Mrs May, who is also the minister for women and equality, said it was an issue "of particular interest" to her.
Officials had threatened to ban Shaherkani, 16, one of two women in the Saudi team, on safety grounds, but an International Olympic Committee spokesman said yesterday: "The judo federation will allow her to wear something which will not compromise her safety, which I think they use for competitions in Asia."
Mrs May also revealed how some of the lessons learnt from London's Olympic experience so far have already led to a review of border and immigration control processes at Heathrow airport.
"We will of course look at Heathrow generally as to how people get through borders," she said.
"We've got some arrangements already in place - we're looking at how we can enhance the automated gates, looking at what we can offer business people coming through Heathrow."
With extra staff drafted in and Olympic Family immigration lanes opened up, the success of Heathrow's Olympic operation has led some to call for a reduction of border controls after the Games to avoid queues returning to the levels that caused widespread outrage in past months.
Keith Vaz, chairman of the influential home affairs committee, said the home secretary should reinstate the "risk-based" checks that were piloted last year.
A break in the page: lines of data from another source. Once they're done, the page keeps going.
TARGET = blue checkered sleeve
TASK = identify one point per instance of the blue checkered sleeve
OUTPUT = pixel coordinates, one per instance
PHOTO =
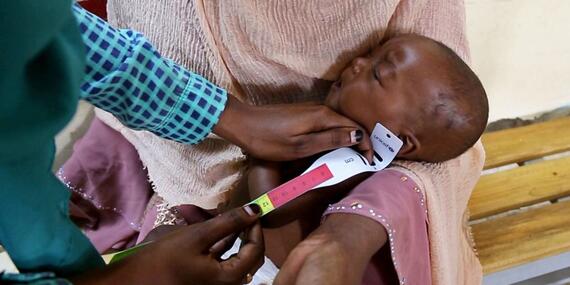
(127, 77)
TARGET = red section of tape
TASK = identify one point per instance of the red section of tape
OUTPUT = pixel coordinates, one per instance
(299, 185)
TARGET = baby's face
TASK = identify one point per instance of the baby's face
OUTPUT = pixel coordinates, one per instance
(390, 85)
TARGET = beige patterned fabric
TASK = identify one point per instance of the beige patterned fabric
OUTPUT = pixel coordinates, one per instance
(269, 51)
Mrs May insisted she was not against such checks, but last year's pilot had failed to provide concrete evidence that they reduced queuing time.
"The results were not properly recorded, but theoretically risk-based checks aren't necessarily the best in reducing queuing time because some people might get through more quickly but others will take longer," she said.
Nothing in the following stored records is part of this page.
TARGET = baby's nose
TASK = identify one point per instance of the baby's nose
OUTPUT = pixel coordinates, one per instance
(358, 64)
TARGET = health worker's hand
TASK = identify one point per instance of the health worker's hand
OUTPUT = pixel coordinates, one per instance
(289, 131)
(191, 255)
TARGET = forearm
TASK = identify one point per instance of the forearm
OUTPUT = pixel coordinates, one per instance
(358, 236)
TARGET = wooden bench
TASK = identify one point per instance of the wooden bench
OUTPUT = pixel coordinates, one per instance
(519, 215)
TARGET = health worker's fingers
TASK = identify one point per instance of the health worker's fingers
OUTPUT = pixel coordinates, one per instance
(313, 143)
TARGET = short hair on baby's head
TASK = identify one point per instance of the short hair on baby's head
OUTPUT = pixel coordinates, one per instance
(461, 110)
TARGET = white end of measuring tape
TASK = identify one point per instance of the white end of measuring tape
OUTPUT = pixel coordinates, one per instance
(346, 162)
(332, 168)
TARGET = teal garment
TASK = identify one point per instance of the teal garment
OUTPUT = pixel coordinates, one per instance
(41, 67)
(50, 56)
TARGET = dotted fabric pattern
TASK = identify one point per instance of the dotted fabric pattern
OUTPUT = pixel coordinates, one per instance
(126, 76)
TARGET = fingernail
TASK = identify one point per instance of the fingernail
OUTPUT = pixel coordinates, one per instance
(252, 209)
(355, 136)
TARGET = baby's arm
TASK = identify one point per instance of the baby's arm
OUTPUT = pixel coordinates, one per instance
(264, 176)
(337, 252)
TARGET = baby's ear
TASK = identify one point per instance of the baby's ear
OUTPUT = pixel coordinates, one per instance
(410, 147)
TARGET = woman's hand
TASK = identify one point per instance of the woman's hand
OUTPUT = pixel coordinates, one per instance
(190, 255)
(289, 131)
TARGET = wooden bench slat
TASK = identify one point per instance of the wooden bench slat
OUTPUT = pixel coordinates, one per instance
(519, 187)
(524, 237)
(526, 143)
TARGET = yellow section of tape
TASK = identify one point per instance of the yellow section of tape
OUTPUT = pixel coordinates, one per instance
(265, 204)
In the weeks leading up to the Games, security plans came under intense scrutiny and criticism, particularly when it was revealed that the private security firm G4S could not fulfil its obligation to recruit enough security guards.
The home secretary came under pressure as 3,500 troops were brought in to make up the shortfall.
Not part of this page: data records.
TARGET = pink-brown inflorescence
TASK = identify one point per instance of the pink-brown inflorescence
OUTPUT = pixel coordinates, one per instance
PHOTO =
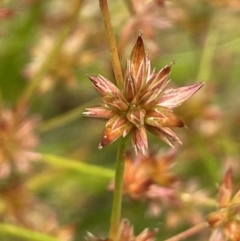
(143, 103)
(225, 221)
(17, 141)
But Mrs May said yesterday: "All the publicity has been about venue security, which is primarily the organising committee's responsibility and is about man-guarding, patting people down, checking handbags and so on.
"Set aside G4S and there are some huge positives in the overall security of the Olympics in terms of building in security as we were constructing the venues."
This knowledge and experience will, Mrs May hoped, prove part of the legacy of London 2012.
She explained: "As well as the tremendous amount of police and intelligence work that has been done, security planning has been about building security into the venues themselves. That has been going on for years, obviously, so there's a lot of experience that British business has in that area that we hope will be of use to others."
It is, of course, far too soon to draw any conclusions from this London 2012 security experience. Mrs May and her security advisers meet every morning to go over the events of the previous day and address the day ahead. Measures are constantly under review. "It is my job," she said, "to ensure that people have a safe and secure Olympics without security being too intrusive."
It is a delicate balance to find and one that has been years in the planning.
"I will breath a sigh of relief at the end. So far it's going well but we've got a long way yet to go."